6.3 The church of Jesus Christ–a mystery
Everything that church is and will ever be is founded upon the word, work, and nature of Jesus. Jesus Christ is true God and true Man, and thus exhibits two natures (see 3.4.3). This mystery remains unfathomable. Likewise, the nature of the church of Christ is unfathomable: it is also a mystery, it also has a dual nature, and it can likewise only be grasped in faith.
Through Jesus Christ, the Mediator between God and mankind, human beings can obtain salvation. These glad tidings are to be preached and passed on by Apostles (1 Timothy 2: 5-7). In the words of the sermon, the word of Christ is brought to expression in various ways through the activity of the Holy Spirit. It is by hearing this word that faith comes into being (Romans 10: 16-17). In this capacity, the church shares in Christ's ministry of mediation through the proclamation of the gospel.
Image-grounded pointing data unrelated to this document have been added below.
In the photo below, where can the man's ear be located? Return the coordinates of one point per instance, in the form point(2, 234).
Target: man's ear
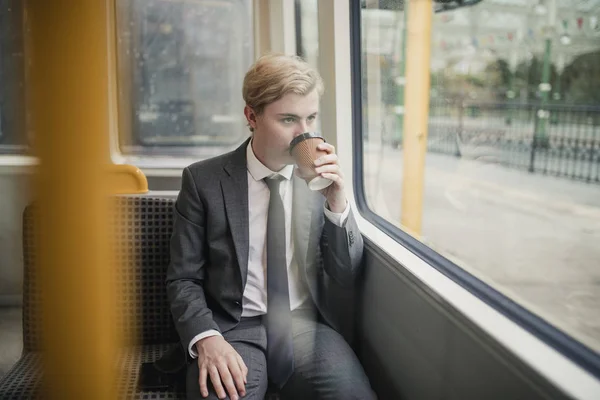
point(250, 116)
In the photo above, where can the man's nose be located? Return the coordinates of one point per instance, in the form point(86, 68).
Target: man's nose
point(302, 128)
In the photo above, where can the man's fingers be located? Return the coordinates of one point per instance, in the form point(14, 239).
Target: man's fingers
point(215, 378)
point(227, 380)
point(202, 381)
point(237, 374)
point(326, 159)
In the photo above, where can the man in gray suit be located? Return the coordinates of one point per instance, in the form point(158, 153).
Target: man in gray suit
point(261, 266)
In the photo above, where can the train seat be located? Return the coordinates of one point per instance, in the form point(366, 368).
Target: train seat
point(145, 222)
point(142, 220)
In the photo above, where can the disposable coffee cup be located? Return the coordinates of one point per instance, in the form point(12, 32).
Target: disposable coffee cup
point(304, 150)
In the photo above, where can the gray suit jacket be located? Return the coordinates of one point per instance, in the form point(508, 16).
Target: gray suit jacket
point(209, 249)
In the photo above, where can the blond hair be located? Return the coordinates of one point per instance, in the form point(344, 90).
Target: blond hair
point(274, 75)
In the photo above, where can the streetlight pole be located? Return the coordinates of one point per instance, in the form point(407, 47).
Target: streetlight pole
point(540, 138)
point(401, 81)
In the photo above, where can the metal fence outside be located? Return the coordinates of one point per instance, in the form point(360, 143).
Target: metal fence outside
point(556, 140)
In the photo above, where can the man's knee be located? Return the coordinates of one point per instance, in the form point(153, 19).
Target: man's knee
point(256, 386)
point(327, 368)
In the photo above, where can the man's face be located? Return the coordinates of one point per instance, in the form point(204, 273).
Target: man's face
point(279, 123)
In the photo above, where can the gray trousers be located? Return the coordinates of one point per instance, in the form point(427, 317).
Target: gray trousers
point(325, 366)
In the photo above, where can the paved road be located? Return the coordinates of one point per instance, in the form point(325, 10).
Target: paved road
point(534, 237)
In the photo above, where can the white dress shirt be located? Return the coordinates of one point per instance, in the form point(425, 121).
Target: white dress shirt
point(254, 301)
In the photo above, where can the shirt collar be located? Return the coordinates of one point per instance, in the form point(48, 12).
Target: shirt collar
point(259, 171)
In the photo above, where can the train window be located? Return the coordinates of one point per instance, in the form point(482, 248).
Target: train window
point(181, 66)
point(511, 189)
point(13, 138)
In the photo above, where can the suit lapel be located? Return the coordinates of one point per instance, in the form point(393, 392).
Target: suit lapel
point(235, 195)
point(307, 214)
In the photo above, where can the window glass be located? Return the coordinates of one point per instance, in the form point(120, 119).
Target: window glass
point(182, 65)
point(13, 138)
point(512, 170)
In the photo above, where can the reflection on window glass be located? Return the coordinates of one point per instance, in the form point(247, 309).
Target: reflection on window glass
point(182, 66)
point(512, 170)
point(12, 79)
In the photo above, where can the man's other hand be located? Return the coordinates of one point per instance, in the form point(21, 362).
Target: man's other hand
point(227, 370)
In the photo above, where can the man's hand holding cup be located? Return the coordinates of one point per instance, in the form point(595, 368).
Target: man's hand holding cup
point(318, 166)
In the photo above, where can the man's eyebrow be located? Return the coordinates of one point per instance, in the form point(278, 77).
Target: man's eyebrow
point(294, 115)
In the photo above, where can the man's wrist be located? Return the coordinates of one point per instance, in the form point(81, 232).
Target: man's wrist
point(337, 207)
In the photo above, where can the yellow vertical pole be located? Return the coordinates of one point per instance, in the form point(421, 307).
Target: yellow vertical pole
point(416, 112)
point(69, 78)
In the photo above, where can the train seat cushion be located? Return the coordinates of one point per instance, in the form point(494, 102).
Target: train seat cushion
point(24, 380)
point(144, 223)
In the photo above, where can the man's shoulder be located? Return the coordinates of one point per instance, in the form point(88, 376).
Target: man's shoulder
point(213, 165)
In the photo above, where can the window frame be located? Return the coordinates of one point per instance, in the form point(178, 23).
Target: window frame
point(128, 144)
point(566, 345)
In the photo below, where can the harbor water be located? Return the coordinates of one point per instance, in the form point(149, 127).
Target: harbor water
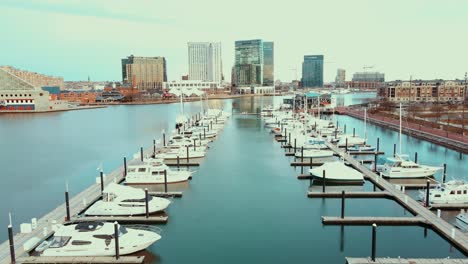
point(244, 203)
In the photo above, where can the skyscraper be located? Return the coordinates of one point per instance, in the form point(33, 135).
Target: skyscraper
point(249, 62)
point(340, 77)
point(269, 64)
point(312, 71)
point(144, 72)
point(205, 61)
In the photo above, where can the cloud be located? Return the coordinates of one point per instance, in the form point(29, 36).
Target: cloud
point(135, 11)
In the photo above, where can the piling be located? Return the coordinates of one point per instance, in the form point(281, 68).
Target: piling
point(101, 174)
point(165, 181)
point(374, 241)
point(12, 244)
point(342, 204)
point(428, 183)
point(146, 203)
point(445, 173)
point(116, 237)
point(323, 181)
point(125, 166)
point(141, 154)
point(67, 205)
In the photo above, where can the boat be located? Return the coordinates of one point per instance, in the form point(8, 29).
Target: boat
point(97, 239)
point(314, 153)
point(337, 172)
point(451, 192)
point(120, 200)
point(462, 220)
point(401, 166)
point(152, 172)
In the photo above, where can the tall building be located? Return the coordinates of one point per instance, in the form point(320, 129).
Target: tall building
point(249, 62)
point(144, 72)
point(269, 64)
point(312, 71)
point(205, 61)
point(340, 77)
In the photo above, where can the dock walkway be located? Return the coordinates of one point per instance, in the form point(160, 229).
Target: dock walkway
point(445, 229)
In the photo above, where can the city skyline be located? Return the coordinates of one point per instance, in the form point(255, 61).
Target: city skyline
point(388, 35)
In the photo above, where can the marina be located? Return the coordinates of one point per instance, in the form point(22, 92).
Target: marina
point(214, 166)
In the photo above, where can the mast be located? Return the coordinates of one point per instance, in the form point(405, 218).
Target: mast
point(400, 129)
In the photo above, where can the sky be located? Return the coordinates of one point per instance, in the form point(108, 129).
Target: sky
point(425, 39)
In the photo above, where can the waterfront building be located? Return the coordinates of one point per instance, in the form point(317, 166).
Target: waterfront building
point(34, 78)
point(249, 63)
point(208, 87)
point(204, 60)
point(144, 73)
point(424, 91)
point(312, 71)
point(18, 95)
point(269, 63)
point(340, 78)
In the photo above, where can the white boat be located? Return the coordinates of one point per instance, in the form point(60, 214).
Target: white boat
point(152, 172)
point(97, 239)
point(125, 200)
point(337, 172)
point(451, 192)
point(401, 166)
point(462, 220)
point(314, 153)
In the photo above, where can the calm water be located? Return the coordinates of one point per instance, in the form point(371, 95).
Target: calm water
point(243, 205)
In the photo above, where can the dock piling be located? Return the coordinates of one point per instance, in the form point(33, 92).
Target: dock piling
point(428, 183)
point(125, 166)
point(165, 181)
point(342, 204)
point(323, 181)
point(445, 173)
point(374, 241)
point(101, 174)
point(116, 237)
point(146, 203)
point(12, 244)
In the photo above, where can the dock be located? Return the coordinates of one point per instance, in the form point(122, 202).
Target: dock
point(82, 259)
point(446, 230)
point(382, 221)
point(405, 261)
point(383, 194)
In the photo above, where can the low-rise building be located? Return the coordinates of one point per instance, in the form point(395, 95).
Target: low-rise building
point(425, 91)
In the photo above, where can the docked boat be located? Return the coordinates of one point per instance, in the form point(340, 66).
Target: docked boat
point(120, 200)
point(451, 192)
point(401, 166)
point(152, 172)
point(462, 220)
point(96, 239)
point(314, 153)
point(337, 172)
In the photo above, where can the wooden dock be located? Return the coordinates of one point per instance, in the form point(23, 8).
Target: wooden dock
point(446, 230)
point(382, 221)
point(82, 259)
point(383, 194)
point(405, 261)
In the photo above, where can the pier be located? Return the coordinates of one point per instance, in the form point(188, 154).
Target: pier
point(446, 230)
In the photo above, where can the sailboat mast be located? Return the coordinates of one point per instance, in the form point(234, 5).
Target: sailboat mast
point(400, 129)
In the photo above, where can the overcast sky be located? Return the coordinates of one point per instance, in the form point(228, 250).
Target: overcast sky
point(76, 38)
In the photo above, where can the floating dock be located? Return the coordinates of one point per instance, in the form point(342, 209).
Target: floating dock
point(405, 261)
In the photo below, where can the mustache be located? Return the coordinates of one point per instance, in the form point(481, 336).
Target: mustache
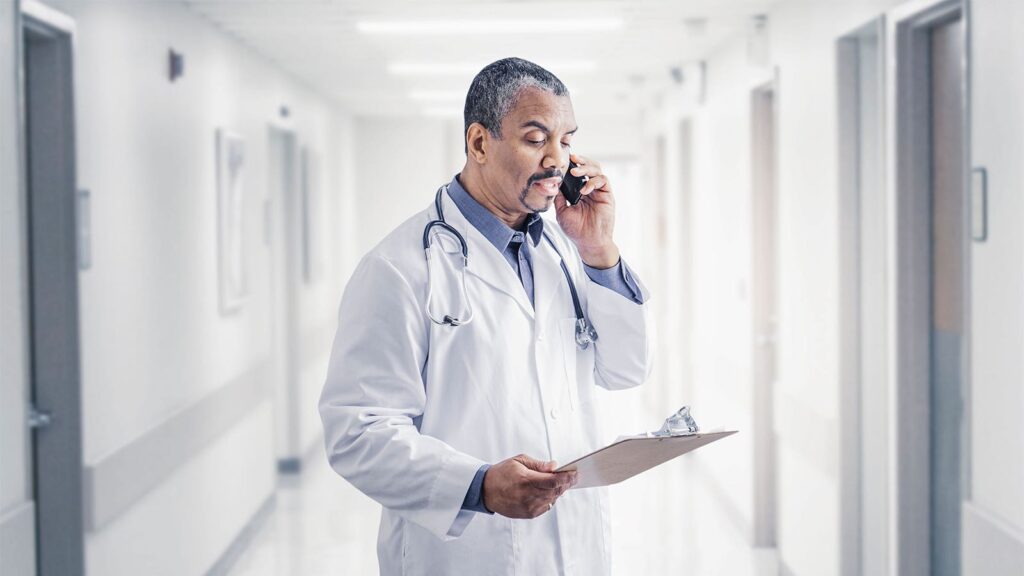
point(555, 173)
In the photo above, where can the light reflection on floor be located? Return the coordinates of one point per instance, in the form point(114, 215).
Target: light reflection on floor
point(665, 522)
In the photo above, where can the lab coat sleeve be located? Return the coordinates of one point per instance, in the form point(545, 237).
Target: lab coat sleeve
point(623, 358)
point(374, 397)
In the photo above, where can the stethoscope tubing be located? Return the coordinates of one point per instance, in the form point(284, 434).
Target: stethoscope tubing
point(585, 333)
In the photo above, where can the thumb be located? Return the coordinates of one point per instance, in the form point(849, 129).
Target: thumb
point(535, 464)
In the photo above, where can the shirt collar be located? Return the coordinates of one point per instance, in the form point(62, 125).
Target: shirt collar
point(497, 232)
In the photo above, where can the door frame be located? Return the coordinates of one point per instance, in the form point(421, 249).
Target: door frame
point(53, 299)
point(286, 266)
point(764, 212)
point(861, 453)
point(908, 190)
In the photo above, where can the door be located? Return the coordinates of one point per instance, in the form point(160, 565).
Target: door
point(53, 269)
point(763, 161)
point(283, 239)
point(947, 241)
point(863, 337)
point(931, 270)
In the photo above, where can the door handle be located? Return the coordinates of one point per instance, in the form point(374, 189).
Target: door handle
point(39, 418)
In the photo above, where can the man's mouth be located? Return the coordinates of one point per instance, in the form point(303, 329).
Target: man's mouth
point(549, 186)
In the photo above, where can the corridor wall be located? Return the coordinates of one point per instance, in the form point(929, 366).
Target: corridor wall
point(178, 427)
point(993, 515)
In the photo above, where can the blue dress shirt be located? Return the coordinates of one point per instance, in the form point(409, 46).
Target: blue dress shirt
point(514, 246)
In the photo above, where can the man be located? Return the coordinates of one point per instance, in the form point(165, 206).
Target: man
point(455, 426)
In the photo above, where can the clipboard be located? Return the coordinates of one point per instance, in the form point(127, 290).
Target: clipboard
point(628, 457)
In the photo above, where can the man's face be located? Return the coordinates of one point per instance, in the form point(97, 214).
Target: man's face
point(526, 165)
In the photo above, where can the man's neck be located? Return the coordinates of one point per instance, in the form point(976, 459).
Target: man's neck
point(476, 187)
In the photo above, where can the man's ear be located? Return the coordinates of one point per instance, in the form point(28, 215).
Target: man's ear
point(477, 142)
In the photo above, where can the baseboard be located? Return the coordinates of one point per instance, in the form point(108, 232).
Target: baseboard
point(245, 537)
point(991, 545)
point(17, 538)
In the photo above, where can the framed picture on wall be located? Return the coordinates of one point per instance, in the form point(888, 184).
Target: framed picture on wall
point(230, 209)
point(312, 216)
In its nature, the church of Christ reflects the dual nature of Jesus Christ. His divine nature is concealed or invisible, whereas His human nature is visible or manifest. In His human nature, Jesus aged just as every other human being. He felt pain and fear, and He knew hunger and thirst. Hence He shared in the fate of all humanity, albeit without being subject to sin.
Likewise, the church of Christ has a concealed–or invisible–and a visible–or manifest–side. These two sides of the church of Christ can no more be separated than the two natures of Jesus Christ. Although they are different from one another, they belong together indivisibly.
Like the divine nature of Jesus Christ, the concealed side of the church is ultimately indescribable. Its presence, however, can be perceived in the salvific effects of the sacraments and in the word of God. In the concealed side of the church–which is comprised of those who are properly baptised, who genuinely believe, and who profess the Lord–the four identifying features of church (unity, holiness, universality, and apostolicity) are present in perfect fashion. This side of the church is addressed in the Third Article of the New Apostolic Creed.
The revealed side of the church of Christ, like the Man Jesus, shares in the general history of mankind. In contrast to Him, however, the human beings at work within the church are subject to sin. Hence the errors, aberrations, and lapses inherent in mankind are also to be found in the church. However, the deficiencies of the visible church can neither damage nor destroy the invisible and perfect church, namely the church to which the true believers and elect (see 4.5) belong.
This interconnection and simultaneous distinction between the visible and invisible church can only be grasped in faith. The visible form of the church–the church of Christ in its historical manifestation–is not the object of faith. Rather it is the institution in which, at present, salvation and the nearness of God can be experienced.